Si les choses continuent comme avant, le changement qui semble possible en Catalogne est une substitution de l’hégémonie du CiU par celle de l’ERC, soit une radicalisation sur le thème de la question nationale avec une continuité sur le terrain économique et social. Dans le meilleur des cas, aucun changement politique sans changement social.
Face à cette perspective, il ne semble pas que l’ICV-UIiA et la CUP puissent représenter à moyen terme une alternative, que se soient ensemble ou de façon séparée. Rien ne prouve qu’ils envisagent la nécessité d’une telle unité, et il n’est pas clair que l’ ICV-EUiA favorise la rupture (même s’il y a des secteurs qui poussent dans cette direction). En tout cas, il ne semble pas qu’une coalition hypothétique de ces partis puisse porter la volonté de changement exprimée par les militantEs de nombreux mouvements sociaux. Il y a une fenêtre d’opportunité pour une proposition comme celle du Processus constituant : un programme de rupture claire sur les terrains national, politique, économique, social et culturel ; la création d’un cadre unitaire large, dans lequel participeraient ou collaboreraient les partis qui partagent cette orientation, mais qui intégreraient les personnes et les militantEs des mouvements sociaux qui veulent une autre forme de politique qui se fait à partir d’en bas.

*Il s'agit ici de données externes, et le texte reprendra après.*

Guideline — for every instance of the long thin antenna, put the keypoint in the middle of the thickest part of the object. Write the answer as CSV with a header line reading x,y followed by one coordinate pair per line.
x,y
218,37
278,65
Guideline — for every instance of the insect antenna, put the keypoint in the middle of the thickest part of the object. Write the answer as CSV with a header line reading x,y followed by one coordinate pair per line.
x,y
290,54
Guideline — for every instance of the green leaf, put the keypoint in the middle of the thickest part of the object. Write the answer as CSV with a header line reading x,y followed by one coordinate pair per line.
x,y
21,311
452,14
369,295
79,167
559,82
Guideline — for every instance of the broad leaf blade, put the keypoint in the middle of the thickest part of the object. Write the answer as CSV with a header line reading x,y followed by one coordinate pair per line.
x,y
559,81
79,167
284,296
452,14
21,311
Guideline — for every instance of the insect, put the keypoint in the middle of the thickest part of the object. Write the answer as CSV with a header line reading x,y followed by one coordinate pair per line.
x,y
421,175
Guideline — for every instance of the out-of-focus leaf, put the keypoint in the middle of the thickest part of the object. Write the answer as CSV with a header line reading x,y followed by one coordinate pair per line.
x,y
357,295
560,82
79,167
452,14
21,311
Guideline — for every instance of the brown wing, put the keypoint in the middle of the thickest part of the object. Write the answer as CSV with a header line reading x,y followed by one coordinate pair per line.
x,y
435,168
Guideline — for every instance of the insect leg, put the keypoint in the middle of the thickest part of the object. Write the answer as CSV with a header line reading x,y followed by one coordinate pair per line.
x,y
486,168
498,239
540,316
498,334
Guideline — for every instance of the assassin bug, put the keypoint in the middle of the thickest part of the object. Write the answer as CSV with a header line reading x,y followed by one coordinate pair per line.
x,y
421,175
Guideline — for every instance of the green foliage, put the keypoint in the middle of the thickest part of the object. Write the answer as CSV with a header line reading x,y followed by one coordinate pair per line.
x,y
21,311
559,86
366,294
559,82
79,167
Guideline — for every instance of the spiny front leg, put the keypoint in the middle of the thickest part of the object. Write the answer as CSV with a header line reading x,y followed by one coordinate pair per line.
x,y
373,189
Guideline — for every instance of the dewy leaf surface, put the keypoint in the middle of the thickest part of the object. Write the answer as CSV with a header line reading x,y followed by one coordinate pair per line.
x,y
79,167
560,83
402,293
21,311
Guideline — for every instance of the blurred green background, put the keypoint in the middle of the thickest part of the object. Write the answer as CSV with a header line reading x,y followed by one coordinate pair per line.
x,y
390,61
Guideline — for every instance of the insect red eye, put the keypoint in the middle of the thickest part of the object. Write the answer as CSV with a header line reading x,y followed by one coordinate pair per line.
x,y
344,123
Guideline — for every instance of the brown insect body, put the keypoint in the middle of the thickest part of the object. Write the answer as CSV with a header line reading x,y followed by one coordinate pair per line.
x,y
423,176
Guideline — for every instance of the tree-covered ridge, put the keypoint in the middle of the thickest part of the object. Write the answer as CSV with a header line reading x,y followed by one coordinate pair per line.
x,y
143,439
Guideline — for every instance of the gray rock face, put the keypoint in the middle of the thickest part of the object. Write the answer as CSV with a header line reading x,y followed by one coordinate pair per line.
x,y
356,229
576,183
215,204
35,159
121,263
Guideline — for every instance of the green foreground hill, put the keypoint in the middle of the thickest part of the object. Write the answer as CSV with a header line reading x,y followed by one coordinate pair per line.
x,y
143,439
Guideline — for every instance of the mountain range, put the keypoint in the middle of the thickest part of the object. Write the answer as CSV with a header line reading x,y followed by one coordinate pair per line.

Je pense que le Processus constituant a éveillé l’espoir et soulevé la possibilité de cette alternative de rupture, participative et unitaire. Transformer cet espoir en avancées concrètes pose plusieurs défis extraordinaires parce que, malgré tout ce qui a été fait, beaucoup reste à faire. Dans ce qui suit, nous tentons de formuler trois de ces défis.
Quelle place veut occuper le processus constituant dans le contexte politique actuel ?
Dans des secteurs de L’ ICV-EUiA et de la CUP, le Processus est vu comme une tentative de créer une autre alternative politique, en concurrence, quelque chose qui se construit pour contester l’espace politique ou une partie de celui-ci. Si le processus se définit ainsi, ce serait une perversion des attentes, débouchant sur un échec, parce que le but devrait être d’élargir, de renforcer et d’unifier les options de rupture ou potentiellement de rupture qui existent.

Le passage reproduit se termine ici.